Verstörend war die Beobachtung bei den Zeugenbefragungen, dass die Vorstände nicht als Kollegialorgane auf Augenhöhe zu agieren schienen, sondern sich in Arglosigkeit und Devotismus dem Vorstandsvorsitzenden hingaben. Befragt nach den eigenen Verantwortungssphären der Vorstände wurden bemerkenswert oft …
… Erinnerungslücken oder formaljuristische Zuständigkeiten bemüht. Nicht nur mich beschlich dort ein etwas befremdliches Gefühl. Einer der Kollegen fasste es mit der Feststellung zusammen: Sie waren Vorstand und kein Azubi!

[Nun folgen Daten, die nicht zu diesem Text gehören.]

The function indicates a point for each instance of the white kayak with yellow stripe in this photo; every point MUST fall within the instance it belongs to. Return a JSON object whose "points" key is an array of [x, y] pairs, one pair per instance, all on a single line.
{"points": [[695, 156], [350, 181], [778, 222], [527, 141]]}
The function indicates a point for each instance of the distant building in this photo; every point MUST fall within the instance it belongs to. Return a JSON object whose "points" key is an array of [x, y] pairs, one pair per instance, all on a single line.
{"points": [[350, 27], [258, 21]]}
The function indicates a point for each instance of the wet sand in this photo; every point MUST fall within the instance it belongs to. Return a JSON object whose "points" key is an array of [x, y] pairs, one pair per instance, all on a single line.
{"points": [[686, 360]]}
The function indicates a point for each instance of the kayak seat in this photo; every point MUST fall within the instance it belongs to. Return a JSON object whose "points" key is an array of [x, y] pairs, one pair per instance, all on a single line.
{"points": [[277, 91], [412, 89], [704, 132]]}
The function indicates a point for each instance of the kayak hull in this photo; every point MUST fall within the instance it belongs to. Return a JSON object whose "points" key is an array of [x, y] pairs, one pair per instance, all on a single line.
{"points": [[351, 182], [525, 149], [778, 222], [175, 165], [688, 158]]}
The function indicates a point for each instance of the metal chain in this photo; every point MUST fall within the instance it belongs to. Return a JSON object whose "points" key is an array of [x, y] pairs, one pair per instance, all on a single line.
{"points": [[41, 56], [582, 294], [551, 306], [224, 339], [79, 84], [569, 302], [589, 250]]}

Was also bleibt zum Schluss? – Das ist dann auch, Frau Präsidentin, meine letzte Bemerkung. – Es bleibt mir, die Arbeit des Parlamentarischen Untersuchungsausschusses II mit dem Zitat eines Zeugen zu beenden. Es ist der ehemalige nordrhein-westfälische Ministerpräsident und frühere Landes- und Bundeswirtschaftsminister Wolfgang Clement, der seine Erkenntnis wie folgt formulierte – ich darf zitieren –:
„Sie bezieht sich generell auf öffentliche Unternehmen. Ich bin heute der Überzeugung – auch aus der Erfahrung, nicht mit der WestLB, sondern generell aus der Erfahrung –, dass die Politik, die den Rahmen zu setzen hat, der für die Wirtschaft und das gesellschaftliche Leben gilt, sich tunlichst aus den Unternehmen heraushält.“
Dem habe ich nichts hinzuzufügen. Das gilt auch heute für mich. – Vielen Dank für Ihre Aufmerksamkeit.